As promised, here is a quick post with the recipe for my Egg Nog Fudge.
Oh it is good.
For all the sciency details behind this recipe, see yesterday’s post on The Science of Fudge.
2 cups white sugar (400 g)
1 cup egg nog (250 mL)
1 tbsp. golden corn syrup
1 tsp. cinnamon
1 tsp. nutmeg
1/4 cup butter (56 g)
Butter the sides of a large pot. This will prevent seed crystals from forming on the side of the pot.
Add all ingredients (except for butter) to pot and attach candy thermometer to side. Make sure thermometer does not touch the bottom of the pot, but is fully immersed in the liquid.
Over med-high heat, stir the mixture constantly until it comes to a boil.

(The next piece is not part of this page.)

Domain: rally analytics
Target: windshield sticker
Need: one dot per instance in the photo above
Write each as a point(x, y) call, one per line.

Once it begins to bubble, stop stirring the mixture.
Allow to mixture to reach the soft ball stage (238 F or 114 C.) This should take under 10 minutes. Remember to use the cold water test because candy thermometers are not the most reliable pieces of equipment.
Remove from heat. Add butter but DO NOT STIR.
Adding the butter at this stage allows the sugar crystals to dissolve properly in the liquid. If you add butter before the mixture reaches a boil, this can result in premature crystallization.
Leave mixture in pot and allow to cool to 110 F or 43 C. This will take approximately 45 minutes. The mixture should look something like this:
Beat the mixture until it thickens to a fudge-like consistency and becomes dull. The mixture should not look glossy anymore. It took me a long time to achieve the right consistency using a Kitchenaid mixer (~15 min.) I would not recommend doing this by hand. You can see that it is much thicker and lighter in colour.
Once the desired texture is achieved, transfer the fudge to a butter/wax paper lined dish. Allow to set in fridge.
Sprinkle with nutmeg, if desired.
If you aren’t successful, you can always use a failed batch for making homemade egg nog lattes!